Alan D. Schnitzer (born 1965) is an American executive and the chairman and chief executive officer of The Travelers Companies, Inc., a provider of property casualty insurance for auto, home and business.

Education
Schnitzer received a bachelor's degree from The Wharton School of the University of Pennsylvania and his J.D. from Columbia Law School.

Career
Schnitzer became a partner in the law firm Simpson Thacher & Bartlett LLP early in his career. During that time he advised on the merger of Travelers with the St. Paul Companies in 2004. 

In 2007 Schnitzer joined Travelers as vice chairman and chief legal officer and served on the company's management committees.
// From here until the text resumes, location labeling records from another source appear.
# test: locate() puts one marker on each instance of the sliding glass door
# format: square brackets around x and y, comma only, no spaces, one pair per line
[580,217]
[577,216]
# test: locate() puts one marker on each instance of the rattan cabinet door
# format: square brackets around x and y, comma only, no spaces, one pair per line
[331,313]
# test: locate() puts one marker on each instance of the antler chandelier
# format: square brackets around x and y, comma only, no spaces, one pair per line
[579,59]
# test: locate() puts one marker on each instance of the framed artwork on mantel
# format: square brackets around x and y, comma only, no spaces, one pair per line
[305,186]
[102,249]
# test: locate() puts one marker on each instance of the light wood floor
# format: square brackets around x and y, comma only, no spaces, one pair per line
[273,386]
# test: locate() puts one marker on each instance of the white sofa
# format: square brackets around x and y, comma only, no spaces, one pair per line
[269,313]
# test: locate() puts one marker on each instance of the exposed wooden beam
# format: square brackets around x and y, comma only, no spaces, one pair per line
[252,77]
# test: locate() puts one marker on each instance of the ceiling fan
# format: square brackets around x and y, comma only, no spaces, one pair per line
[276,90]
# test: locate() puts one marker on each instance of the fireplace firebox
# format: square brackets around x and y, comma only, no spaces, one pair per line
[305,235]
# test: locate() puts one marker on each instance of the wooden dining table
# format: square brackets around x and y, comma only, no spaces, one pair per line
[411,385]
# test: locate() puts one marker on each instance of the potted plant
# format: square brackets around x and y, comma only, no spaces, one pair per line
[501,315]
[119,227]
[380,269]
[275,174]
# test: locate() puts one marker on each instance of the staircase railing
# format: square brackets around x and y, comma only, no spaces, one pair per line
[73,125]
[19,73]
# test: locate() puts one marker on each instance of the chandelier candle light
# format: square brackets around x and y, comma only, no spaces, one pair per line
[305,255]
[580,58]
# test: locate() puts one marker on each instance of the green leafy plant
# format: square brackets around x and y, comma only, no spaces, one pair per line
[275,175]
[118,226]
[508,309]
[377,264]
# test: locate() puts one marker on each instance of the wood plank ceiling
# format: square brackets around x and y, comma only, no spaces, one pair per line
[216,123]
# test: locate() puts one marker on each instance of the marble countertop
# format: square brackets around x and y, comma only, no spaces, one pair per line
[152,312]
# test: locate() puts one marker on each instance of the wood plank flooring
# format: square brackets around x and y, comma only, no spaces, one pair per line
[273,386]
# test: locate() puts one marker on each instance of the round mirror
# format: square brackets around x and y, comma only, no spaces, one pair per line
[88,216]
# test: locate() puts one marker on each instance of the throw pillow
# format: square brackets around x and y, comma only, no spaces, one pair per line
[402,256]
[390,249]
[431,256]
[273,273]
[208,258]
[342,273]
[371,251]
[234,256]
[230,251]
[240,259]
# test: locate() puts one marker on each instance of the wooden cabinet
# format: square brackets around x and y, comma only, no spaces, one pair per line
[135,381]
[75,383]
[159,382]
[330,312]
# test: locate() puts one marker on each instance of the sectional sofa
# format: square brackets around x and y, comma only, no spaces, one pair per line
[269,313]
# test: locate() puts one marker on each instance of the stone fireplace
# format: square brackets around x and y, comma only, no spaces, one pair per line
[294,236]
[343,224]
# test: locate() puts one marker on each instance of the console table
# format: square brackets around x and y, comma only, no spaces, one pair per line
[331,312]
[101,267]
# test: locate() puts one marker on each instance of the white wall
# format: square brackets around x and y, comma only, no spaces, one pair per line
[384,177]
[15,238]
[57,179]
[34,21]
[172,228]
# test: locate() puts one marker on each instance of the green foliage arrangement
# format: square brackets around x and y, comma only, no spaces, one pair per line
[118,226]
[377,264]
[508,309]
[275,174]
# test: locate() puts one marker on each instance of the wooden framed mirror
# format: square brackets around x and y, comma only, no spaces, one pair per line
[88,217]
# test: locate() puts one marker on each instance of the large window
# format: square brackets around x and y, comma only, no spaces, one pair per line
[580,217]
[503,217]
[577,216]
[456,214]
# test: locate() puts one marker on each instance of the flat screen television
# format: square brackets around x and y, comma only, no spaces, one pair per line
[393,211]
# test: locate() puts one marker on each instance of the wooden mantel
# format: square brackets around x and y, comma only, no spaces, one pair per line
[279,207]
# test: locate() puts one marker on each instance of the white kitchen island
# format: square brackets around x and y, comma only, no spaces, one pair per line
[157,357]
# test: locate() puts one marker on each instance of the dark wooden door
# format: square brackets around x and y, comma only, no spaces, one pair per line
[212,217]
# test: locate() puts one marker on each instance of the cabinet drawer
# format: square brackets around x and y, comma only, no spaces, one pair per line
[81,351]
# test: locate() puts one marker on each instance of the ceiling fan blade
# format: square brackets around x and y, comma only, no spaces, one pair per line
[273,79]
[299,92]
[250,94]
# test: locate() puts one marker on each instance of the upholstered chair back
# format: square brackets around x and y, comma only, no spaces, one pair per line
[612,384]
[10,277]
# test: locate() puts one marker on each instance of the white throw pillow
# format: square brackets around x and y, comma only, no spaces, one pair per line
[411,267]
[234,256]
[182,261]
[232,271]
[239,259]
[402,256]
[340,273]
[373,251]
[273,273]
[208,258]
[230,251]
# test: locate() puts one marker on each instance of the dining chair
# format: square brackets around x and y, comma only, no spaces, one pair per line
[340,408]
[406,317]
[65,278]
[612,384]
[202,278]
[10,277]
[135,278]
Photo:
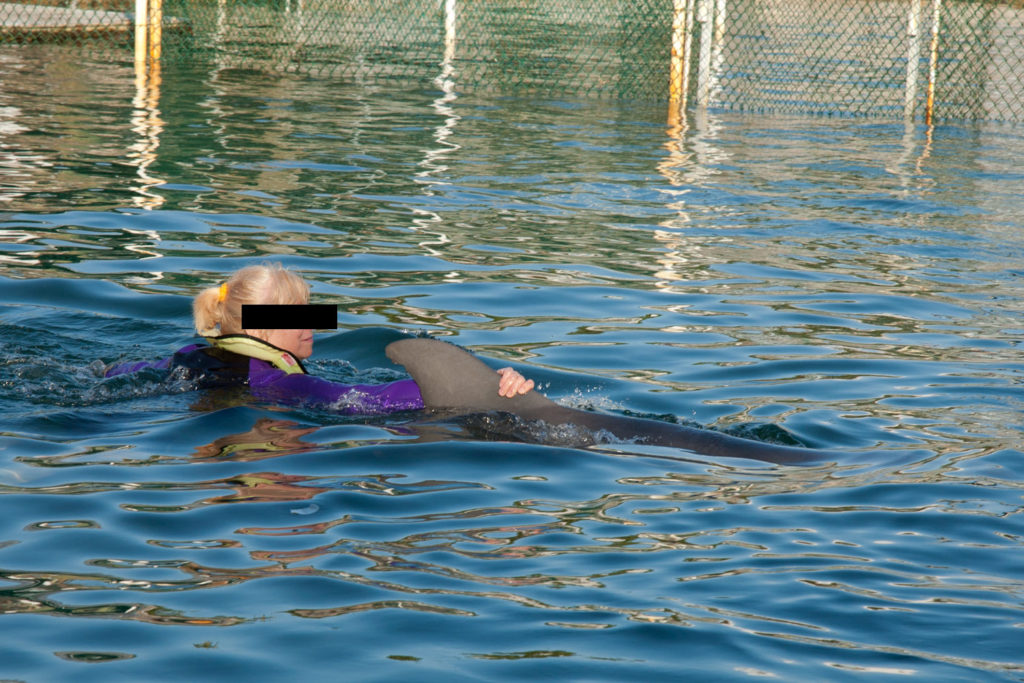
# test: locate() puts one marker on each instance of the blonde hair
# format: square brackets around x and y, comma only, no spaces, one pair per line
[267,284]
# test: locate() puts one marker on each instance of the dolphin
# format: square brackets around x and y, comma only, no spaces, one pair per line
[451,379]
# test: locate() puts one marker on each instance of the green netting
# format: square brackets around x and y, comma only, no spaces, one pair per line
[849,57]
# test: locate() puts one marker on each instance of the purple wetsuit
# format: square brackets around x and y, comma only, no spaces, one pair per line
[217,368]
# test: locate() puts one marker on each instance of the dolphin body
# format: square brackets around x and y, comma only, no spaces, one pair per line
[452,379]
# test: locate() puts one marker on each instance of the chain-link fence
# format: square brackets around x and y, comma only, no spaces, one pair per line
[961,59]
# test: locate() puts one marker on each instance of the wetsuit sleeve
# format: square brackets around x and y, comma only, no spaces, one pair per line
[346,398]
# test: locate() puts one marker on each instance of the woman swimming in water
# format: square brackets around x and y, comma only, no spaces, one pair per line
[269,361]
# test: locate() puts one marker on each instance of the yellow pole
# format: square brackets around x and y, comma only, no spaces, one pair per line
[679,72]
[156,29]
[141,36]
[933,60]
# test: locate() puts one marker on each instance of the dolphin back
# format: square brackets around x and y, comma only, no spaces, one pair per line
[451,378]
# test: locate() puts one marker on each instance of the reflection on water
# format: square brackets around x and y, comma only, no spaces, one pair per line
[848,285]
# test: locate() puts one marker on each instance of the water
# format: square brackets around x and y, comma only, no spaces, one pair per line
[849,285]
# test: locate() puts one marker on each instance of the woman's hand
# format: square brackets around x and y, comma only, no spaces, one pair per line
[512,383]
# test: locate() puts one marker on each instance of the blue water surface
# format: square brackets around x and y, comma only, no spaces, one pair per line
[850,286]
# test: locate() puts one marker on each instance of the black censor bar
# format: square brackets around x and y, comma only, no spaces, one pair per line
[284,316]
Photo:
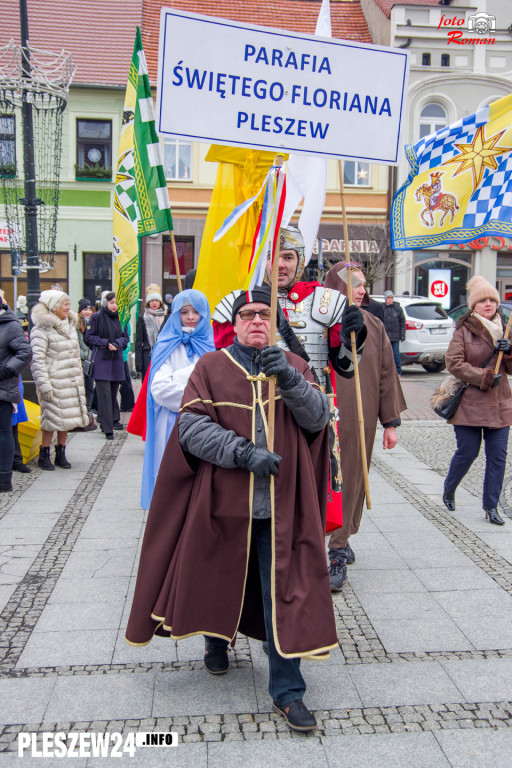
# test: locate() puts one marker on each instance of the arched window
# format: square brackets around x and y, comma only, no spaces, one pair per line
[432,118]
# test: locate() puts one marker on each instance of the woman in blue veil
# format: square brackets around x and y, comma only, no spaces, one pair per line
[185,337]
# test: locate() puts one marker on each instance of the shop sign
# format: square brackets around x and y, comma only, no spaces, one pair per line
[335,245]
[439,286]
[495,242]
[224,82]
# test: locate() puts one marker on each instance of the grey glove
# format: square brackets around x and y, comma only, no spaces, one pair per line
[503,345]
[259,461]
[351,320]
[274,362]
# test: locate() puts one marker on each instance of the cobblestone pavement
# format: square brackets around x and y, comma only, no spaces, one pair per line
[422,676]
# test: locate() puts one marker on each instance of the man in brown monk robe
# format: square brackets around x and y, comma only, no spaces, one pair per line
[382,400]
[235,534]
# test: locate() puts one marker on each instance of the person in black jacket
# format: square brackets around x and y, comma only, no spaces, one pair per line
[394,322]
[15,354]
[148,327]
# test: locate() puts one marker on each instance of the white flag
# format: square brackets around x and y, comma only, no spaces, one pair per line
[307,175]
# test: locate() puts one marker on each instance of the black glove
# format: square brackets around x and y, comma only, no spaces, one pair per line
[503,345]
[259,460]
[274,362]
[351,320]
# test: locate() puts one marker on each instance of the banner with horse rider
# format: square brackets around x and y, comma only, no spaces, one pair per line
[460,184]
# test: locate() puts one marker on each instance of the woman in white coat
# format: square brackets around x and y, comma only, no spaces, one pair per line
[185,337]
[57,372]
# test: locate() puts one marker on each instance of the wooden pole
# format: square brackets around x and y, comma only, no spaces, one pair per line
[353,347]
[176,262]
[505,336]
[279,160]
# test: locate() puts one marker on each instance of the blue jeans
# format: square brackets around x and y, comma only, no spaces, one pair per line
[6,437]
[285,678]
[469,440]
[396,354]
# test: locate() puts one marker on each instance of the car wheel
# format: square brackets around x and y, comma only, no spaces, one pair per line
[434,367]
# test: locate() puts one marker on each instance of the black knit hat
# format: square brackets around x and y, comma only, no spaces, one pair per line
[261,294]
[84,304]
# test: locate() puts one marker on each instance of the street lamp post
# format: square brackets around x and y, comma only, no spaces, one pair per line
[30,201]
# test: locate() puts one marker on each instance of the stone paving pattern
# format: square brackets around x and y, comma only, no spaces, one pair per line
[422,676]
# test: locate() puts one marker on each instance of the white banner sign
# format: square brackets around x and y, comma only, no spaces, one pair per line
[439,281]
[224,82]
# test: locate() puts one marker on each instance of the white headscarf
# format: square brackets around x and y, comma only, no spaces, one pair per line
[51,298]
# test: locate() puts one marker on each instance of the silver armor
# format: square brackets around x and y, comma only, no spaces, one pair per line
[310,321]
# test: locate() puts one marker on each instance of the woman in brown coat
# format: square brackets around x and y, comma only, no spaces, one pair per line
[486,406]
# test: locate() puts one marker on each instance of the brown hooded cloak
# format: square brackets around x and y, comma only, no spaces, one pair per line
[197,573]
[382,400]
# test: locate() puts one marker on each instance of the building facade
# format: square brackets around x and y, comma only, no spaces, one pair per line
[454,71]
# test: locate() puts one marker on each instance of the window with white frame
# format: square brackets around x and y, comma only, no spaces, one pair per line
[177,159]
[93,149]
[357,173]
[432,119]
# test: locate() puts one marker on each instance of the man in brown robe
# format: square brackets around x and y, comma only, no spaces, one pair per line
[235,534]
[382,400]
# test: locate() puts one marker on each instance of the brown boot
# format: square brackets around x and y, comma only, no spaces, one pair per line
[60,457]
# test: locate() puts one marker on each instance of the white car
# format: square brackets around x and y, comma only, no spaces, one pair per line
[428,331]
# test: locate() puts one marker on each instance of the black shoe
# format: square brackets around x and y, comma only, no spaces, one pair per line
[348,554]
[216,659]
[337,575]
[492,514]
[297,715]
[5,482]
[60,457]
[449,500]
[21,468]
[44,461]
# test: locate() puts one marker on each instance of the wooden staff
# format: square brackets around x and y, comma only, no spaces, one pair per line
[353,346]
[505,336]
[176,262]
[279,160]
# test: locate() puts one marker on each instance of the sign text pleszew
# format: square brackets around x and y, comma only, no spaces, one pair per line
[228,83]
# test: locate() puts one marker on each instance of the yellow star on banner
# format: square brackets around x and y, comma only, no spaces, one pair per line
[481,152]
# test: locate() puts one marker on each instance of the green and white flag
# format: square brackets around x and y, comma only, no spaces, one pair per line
[141,200]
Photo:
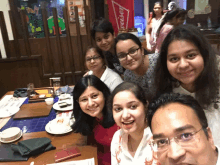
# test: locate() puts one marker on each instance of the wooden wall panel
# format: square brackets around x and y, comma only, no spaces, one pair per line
[18,73]
[35,60]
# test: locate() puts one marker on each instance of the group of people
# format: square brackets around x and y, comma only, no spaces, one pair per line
[158,108]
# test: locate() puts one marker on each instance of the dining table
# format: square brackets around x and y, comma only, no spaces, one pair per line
[60,141]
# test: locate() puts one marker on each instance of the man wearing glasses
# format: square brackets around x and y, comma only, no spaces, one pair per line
[180,131]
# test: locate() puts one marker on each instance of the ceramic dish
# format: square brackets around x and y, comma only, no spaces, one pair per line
[6,112]
[10,135]
[65,126]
In July 2014, he was named chief executive officer of business and international insurance with oversight of field management, corporate communications, and public policy.

Schnitzer became chief executive officer of Travelers in December 2015, and was elected chairman of the board in August 2017.

Advisory positions
Schnitzer serves as a trustee of the University of Pennsylvania, the New York City Ballet, and Memorial Sloan Kettering Cancer Center and as chair of the American Property Casualty Insurance Association.  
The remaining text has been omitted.